I Feel Witty
Actually, I don’t feel witty.
And in this day and age, being witty is an extremely important life skill. Why? One word–Facebook.* It has been rumored that the purpose of Facebook is to help you connect with friends and family. This rumor has been circulated to mask the real purpose of Facebook: to show off one’s razor sharp wit with pithy status updates.

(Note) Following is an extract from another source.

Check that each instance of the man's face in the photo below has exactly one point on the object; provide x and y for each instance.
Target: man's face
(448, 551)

There’s just one problem. I can’t think of anything to witty to say. Generally speaking, when I’m Facebook I’m either at a coffee shop or I’m eating lunch in my room. I guess that explains why when I used a Facebook app to determine the words I use most often in status updates, my top words were “drinking” and “coffee.” Drinking coffee certainly is fun, but there’s a limit to how many times one can wittily and entertainingly say “I’m drinking coffee.”

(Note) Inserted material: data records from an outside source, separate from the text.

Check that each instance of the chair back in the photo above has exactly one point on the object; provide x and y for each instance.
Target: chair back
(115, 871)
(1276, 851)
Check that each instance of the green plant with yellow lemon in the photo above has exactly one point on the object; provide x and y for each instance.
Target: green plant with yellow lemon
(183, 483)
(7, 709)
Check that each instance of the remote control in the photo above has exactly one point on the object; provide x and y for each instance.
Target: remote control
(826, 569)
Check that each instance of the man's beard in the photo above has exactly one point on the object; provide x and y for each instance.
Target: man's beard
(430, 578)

And look at what I have to compete with!*
- Perhaps I’ll die of Oreo inhalation while I’m laughing raucously at one of my friends. Go out with a bang… that’s what I always say.

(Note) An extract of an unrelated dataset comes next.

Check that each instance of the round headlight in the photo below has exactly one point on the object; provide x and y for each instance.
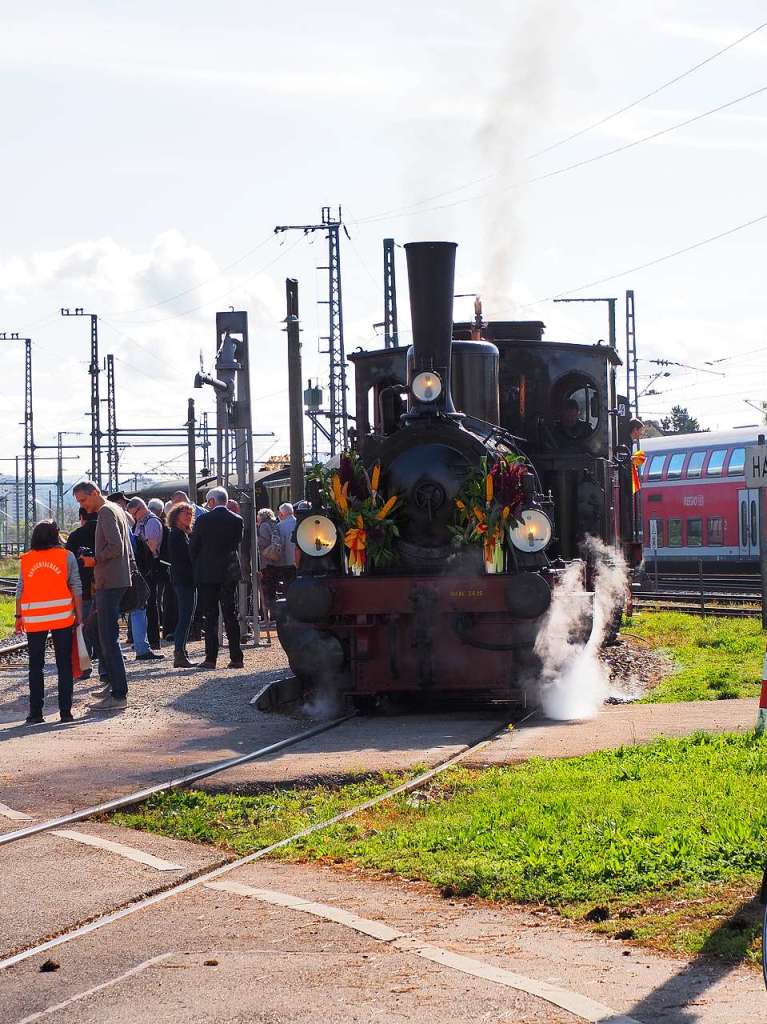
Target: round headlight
(533, 534)
(316, 536)
(427, 386)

- Well I’m bored..hmm…might as well check myspace…no friend requests, no wall posts…well I will always have you tom.
- To all you haters out there… there is nothing wrong with sugar. Makes you taller, in fact. I recommend three heaping tablespoons of brown sugar with every meal. And chocolate syrup. LOTS of chocolate syrup.
- My highlight of the day: Saw a coyote cross the road. He looked so happy and content. It was hard to imagine him plotting against Roadrunner.
I guess it’s part of the curse of having witty friends.